Arun Balajiee

PhD Student, Intelligent Systems Program, University of Pittsburgh

Auditing for Bias in Resume Search Engines

02 Nov 2020 - Arun Balajiee

Talk Speaker: Christo Wilson

Talk Date: 11/02/2020

In this talk Dr. Wilson talked about understanding the intrinsic bias of different resume search engines on job portals that recruiters use to find potential candidates for vacant positions. To understand this better, Dr. Wilson et al. shortlist 3 popular search engines and understand the behaviour of the search engines over large number of query search results ( > 500 k) through data collection and case control studies. Their work is presented in a CHI’ 18 paper. They define two types of fairness measurements – individual fairness ( equal opportunity for all people with similar qualifications) and group fairness ( disparate impact on a community of people with similar qualifications). Further, they specifically investigate the effects of gender based discriminations. They also try to understand if the search engines parse the information from the resume that is not explicitly asked as a question when candidate fill their job experience and qualifications profiles and use this inherent information to cause bias towards ranking of certain candidates higher than the others.
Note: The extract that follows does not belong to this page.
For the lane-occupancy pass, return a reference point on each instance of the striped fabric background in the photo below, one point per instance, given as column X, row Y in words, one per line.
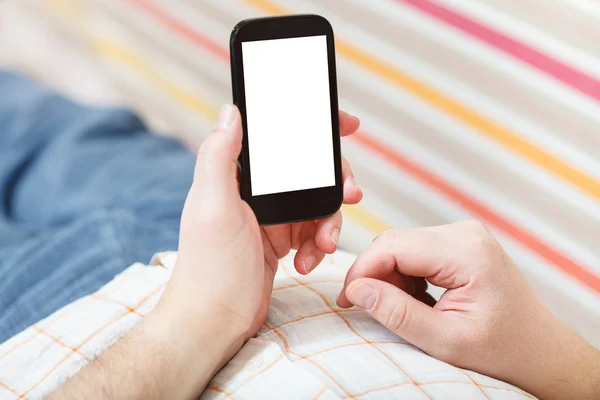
column 469, row 109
They used a mixed random effects model to identify if there was individual fairness in the search results of the resume engines and found results that men were potentially ranked a few ranks higher (but not significantly higher) than women. Further, they run a Mann-Whitney U test with false positive rate correction methods to find that consistently men were ranked higher than women in the search results. This could mean an impact if the recruiter were to only see the first page of the search results, and women being ranked lower could be listed on a different page in search result that appears later. Finally, they didn’t significant levels of information extraction and bias based on those factors such as job qualifications, university where the candidate got their degree, etc. while ranking the search results.

In all, it was a great talk and I inferred that there was still a lot of possiblity for the resume search engines to improve their search algorithms and mitigate bias. However, there are the questions for discussions on how much information shared by the candidates should be used by the search engines that need to be considered. More importantly, it is important to know if these corporate companies running the resume search engines would be willing to share more information regarding the internal workings of their algorithms. It is a tight balance between fairness, privacy and equal opportunity for all people looking to prosper.